= Hebrew Bible: A Critical Edition =

To be published by Oxford University Press

The Hebrew Bible: A Critical Edition, formerly known as the Oxford Hebrew Bible, is an in-progress critical edition of the Hebrew Bible (also known as the Old Testament, Tanakh, Mikra, or Jewish Bible) to be published by Oxford University Press.

==Edition==
The chief editor is Ronald Hendel of the University of California, Berkeley, with editors from all over the world. Unlike the older Biblia Hebraica Stuttgartensia, Biblia Hebraica Quinta and Hebrew University Bible, all of which represent diplomatic editions, the Oxford Hebrew Bible represents an eclectic text. The edition also includes introductory material describing textual issues, and thorough commentary. Each book of the Hebrew Bible is treated individually, only with consistency in presentation between books, on the belief that the Hebrew Scriptures do not have unity in origin nor transmission.
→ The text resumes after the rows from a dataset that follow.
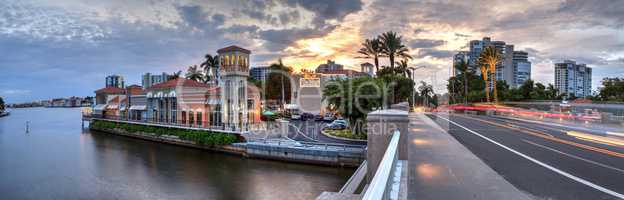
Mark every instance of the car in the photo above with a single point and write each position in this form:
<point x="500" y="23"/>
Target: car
<point x="306" y="116"/>
<point x="329" y="117"/>
<point x="318" y="117"/>
<point x="336" y="126"/>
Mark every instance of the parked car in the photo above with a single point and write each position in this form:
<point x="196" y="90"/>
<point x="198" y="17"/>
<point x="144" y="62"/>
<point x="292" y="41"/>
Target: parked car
<point x="329" y="116"/>
<point x="337" y="125"/>
<point x="306" y="116"/>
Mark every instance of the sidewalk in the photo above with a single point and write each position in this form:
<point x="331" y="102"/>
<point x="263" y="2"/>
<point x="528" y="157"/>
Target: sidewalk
<point x="439" y="167"/>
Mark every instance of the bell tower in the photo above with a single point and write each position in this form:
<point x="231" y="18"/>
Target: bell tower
<point x="234" y="70"/>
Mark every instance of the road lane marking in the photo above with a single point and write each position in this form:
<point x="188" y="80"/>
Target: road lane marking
<point x="561" y="172"/>
<point x="576" y="157"/>
<point x="554" y="139"/>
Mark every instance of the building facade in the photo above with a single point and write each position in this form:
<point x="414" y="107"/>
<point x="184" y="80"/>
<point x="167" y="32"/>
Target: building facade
<point x="521" y="67"/>
<point x="259" y="73"/>
<point x="148" y="79"/>
<point x="514" y="68"/>
<point x="572" y="79"/>
<point x="115" y="81"/>
<point x="329" y="66"/>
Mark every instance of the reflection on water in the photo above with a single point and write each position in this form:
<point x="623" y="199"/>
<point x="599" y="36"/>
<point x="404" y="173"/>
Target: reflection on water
<point x="59" y="160"/>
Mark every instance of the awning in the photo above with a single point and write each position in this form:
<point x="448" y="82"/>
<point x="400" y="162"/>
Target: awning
<point x="112" y="106"/>
<point x="214" y="101"/>
<point x="100" y="107"/>
<point x="138" y="107"/>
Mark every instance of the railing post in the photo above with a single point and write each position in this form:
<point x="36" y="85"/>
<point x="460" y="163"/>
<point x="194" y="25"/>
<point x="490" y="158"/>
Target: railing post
<point x="381" y="125"/>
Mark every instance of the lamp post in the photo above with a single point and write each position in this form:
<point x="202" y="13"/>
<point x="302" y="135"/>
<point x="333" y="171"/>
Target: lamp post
<point x="414" y="86"/>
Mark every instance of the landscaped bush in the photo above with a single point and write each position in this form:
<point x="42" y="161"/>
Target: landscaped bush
<point x="201" y="137"/>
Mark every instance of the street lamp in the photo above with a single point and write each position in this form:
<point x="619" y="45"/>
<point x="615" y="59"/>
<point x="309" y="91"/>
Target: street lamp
<point x="414" y="86"/>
Hendel says the production of an eclectic text, which is sought as the "earliest inferable text", will offer to readers similar benefits that such texts have given to readers of the New Testament, as in the Novum Testamentum Graece and Editio Critica Maior, or of the Septuagint, as in Alfred Rahlfs' manual edition and The Göttingen Septuagint. Others have criticised the project, on grounds including that the Hebrew Scriptures are sufficiently different from others such that an eclectic text is inappropriate. Hendel has sought to respond to criticisms.

The first volume of this series, Proverbs: An Eclectic Edition with Introduction and Textual Commentary by Michael V. Fox was published in April 2015 by the Society of Biblical Literature.

In addition, samples from Genesis, Leviticus, Deuteronomy, 1 and 2 Kings, Jeremiah, and Ezekiel, have been produced.